The ability to create customizable and reusable front-end software components is especially valuable for software companies and their partners. Combined with cost effective deployment solutions such as Cloud Computing, new services can quickly be bundled, offered and tuned for specific targeted sets of customers and later rolled-out to new markets very easily.

Componentization can also help to rapidly make custom changes (such as re-branding or re-skinning) since the presentation layer is isolated from the service layer. Aggregated in web portals, front-end components can be layered on top of existing data structures, enterprise and legacy systems as well as third party services.

In healthcare for example, portals can offer a unified and personalized view for healthcare professionals, and provide real-time access to a selected patient's clinical information. The same portal infrastructure can be also customized for the patients and their care givers.

Portal technology provides ways to integrate information, people and processes across organizational boundaries. It provides a secure unified access point (SSO), often in the form of a web-based user interface, and is designed to aggregate and personalize information through application-specific component or portlets.

Another characteristic of the portal technology is the fact that content management can be decentralized allowing richer content and more efficient update of the data and information presented to the users.

A portal approach brings benefits to your customers/end-users (healthcare professionals and patients), your development, professional service and IT teams, but also your partners!
  • benefits for your end-users: Portal solutions also offer rich user experience by leveraging Web 2.0 technologies and specific components (e.g. wikis, blogs, message boards, widgets, social networking, maps, SSO, etc). Portal customization and personalization also offers to the end-users a more personalized experience based on their profiles such as their role in the organization or user group and preferences (e.g. choice of layout and look and feel).
  • benefits for your development team: This includes a common architecture for the aggregation of heterogeneous components and services, a clear separation between the presentation layer and the service layer, and the fact that portlets are based on standard technologies (e.g. JSF, Spring, Spring MVC, Hibernate, JSR-168, JSR-286, WSRP 1.0/2.0, AJAX, Java EE, or even Flex).
  • benefits for your professional service and IT teams: Portal technology can save substantial costs to both the professional service team in charge of creating solutions using a portal approach including the ability to create and combine quickly customized components that are easy re-branded for various customers is clearly a good return on investment (ROI).
  • benefits for your IT department: For the IT department, in charge of deploying and maintaining services and applications, to be able to run multiple portal sites, each with a unique domain, on the same portal server reduces avoids to duplicate hardware and image instances. Portlets can be deployed at run-time (hot deployment) reducing down time for the user and facilitate the maintenance of the applications. In addition to this, specific content, branding, layout and skins can be stored and managed independently of the application in a content management system, saving costs during development, deployment and maintenance.
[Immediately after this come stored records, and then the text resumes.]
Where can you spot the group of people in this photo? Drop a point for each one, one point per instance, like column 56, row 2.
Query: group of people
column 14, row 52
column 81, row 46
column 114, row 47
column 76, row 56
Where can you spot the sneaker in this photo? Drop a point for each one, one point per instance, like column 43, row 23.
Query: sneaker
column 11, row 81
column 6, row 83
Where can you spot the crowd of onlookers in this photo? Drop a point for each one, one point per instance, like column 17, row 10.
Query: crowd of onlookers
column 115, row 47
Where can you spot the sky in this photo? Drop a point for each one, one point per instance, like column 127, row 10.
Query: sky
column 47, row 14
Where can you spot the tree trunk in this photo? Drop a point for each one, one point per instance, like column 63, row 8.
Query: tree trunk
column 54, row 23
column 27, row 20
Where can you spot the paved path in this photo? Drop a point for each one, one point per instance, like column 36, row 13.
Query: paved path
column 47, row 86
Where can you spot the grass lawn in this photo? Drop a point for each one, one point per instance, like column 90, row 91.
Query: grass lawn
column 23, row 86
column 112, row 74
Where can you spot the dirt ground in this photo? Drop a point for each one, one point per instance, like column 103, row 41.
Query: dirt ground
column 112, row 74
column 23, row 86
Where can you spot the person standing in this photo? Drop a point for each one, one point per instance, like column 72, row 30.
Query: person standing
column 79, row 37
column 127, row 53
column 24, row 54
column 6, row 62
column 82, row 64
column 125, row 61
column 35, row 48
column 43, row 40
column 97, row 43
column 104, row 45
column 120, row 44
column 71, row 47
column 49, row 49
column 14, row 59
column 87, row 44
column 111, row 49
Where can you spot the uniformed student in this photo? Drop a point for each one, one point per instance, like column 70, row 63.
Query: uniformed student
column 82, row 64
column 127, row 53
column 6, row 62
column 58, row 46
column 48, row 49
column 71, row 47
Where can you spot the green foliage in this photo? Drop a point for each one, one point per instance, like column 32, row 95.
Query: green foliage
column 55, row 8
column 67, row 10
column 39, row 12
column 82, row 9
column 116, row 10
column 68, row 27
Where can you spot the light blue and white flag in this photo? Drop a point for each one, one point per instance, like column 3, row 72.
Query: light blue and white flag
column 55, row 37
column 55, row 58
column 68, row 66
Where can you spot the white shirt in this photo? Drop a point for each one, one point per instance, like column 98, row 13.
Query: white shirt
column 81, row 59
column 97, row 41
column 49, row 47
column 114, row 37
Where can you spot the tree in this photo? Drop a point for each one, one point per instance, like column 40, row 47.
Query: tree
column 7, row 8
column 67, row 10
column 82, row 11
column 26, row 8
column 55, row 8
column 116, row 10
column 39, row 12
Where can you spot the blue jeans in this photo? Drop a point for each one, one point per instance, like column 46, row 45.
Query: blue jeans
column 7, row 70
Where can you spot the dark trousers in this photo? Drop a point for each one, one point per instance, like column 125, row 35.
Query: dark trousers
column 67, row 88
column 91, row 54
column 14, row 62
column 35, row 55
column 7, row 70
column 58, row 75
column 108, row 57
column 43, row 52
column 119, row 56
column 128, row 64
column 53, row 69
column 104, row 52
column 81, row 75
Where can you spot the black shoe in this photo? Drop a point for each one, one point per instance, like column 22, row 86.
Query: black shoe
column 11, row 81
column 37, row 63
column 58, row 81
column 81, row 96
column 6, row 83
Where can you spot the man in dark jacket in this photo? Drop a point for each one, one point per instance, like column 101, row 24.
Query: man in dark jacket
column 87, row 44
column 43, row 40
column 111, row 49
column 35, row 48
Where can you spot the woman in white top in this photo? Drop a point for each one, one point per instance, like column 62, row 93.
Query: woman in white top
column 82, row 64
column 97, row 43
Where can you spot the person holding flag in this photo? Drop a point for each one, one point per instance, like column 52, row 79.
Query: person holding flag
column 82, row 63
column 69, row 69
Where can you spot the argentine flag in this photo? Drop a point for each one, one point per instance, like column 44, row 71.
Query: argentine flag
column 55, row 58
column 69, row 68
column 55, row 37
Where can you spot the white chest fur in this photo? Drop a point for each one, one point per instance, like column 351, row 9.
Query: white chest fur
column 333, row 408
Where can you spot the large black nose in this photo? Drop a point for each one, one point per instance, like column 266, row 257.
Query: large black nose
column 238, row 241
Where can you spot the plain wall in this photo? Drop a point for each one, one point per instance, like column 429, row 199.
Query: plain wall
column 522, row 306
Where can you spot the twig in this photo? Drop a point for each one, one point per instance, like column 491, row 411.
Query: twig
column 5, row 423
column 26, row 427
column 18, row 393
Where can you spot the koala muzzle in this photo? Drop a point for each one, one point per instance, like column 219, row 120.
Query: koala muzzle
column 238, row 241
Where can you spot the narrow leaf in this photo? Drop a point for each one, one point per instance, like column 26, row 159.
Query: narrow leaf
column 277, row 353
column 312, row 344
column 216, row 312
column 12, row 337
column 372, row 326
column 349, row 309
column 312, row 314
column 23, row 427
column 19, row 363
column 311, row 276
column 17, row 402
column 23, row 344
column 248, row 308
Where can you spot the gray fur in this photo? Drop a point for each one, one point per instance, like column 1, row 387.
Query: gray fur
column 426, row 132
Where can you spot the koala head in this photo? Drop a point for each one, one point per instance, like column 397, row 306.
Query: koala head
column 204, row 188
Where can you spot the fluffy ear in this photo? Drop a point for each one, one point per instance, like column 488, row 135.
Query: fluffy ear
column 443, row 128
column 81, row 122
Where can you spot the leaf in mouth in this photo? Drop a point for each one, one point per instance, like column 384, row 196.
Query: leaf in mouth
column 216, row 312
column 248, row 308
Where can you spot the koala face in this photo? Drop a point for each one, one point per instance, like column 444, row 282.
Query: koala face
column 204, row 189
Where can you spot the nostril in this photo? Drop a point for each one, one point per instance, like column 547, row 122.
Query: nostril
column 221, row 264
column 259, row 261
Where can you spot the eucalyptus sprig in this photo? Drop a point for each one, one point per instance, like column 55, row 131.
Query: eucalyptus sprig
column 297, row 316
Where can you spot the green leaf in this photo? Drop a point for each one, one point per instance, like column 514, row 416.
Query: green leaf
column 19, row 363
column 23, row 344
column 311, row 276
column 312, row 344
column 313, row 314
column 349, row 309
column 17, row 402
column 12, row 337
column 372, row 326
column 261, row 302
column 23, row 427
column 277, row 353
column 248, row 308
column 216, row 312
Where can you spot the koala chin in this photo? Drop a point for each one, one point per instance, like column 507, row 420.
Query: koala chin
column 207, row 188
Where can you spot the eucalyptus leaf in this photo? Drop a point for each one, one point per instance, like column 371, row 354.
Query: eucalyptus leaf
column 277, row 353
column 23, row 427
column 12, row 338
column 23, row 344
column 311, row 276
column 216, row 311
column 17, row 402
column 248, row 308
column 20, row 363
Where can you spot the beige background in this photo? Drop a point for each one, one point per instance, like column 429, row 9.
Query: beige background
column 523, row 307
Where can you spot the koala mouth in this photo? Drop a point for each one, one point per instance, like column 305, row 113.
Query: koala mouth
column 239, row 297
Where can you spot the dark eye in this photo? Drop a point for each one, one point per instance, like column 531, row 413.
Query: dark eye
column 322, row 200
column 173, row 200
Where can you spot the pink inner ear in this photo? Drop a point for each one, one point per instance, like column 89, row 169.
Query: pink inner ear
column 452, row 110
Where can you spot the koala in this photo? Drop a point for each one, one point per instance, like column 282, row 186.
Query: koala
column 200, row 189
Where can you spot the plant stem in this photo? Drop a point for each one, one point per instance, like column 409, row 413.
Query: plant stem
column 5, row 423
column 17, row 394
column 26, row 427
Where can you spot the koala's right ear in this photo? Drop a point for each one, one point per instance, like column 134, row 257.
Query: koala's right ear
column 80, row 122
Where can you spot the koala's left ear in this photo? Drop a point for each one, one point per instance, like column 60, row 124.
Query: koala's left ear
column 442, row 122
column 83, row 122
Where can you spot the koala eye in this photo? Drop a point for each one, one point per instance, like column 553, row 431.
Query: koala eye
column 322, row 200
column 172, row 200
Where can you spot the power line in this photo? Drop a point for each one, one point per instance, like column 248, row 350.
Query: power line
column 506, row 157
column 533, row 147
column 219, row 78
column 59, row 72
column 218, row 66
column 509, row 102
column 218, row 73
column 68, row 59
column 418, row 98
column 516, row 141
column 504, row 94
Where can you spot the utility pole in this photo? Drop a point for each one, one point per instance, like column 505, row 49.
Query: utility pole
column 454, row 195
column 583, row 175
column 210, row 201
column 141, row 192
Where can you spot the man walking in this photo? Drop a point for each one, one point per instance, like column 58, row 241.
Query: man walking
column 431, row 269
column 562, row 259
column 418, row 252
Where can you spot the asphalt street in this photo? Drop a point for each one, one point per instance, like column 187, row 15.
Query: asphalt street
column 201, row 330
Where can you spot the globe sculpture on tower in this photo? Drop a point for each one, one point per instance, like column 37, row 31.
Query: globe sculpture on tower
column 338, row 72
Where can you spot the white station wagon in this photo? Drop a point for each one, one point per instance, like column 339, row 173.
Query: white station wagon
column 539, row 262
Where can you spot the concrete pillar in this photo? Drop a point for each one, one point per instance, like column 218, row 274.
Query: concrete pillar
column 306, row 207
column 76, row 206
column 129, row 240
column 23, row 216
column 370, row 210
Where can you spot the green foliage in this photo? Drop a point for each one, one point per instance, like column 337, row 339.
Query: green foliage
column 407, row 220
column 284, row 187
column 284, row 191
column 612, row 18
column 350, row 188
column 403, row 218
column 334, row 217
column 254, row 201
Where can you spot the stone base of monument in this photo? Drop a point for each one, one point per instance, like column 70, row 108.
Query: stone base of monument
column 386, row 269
For the past couple of years, there has been a clear interest in the healthcare industry, not only in the US, but also in Canada and Europe to use portal frameworks as a solution to aggregate heterogeneous services and applications. There are still a lot of important and sensitive issues to address for this type of solution in the healthcare industry (security, auditing capabilities, flexibility, extensibility, maintainability, user and content management, integration, performance, scalability, availability, quality assurance, lifecycle management, maintenance and monetization).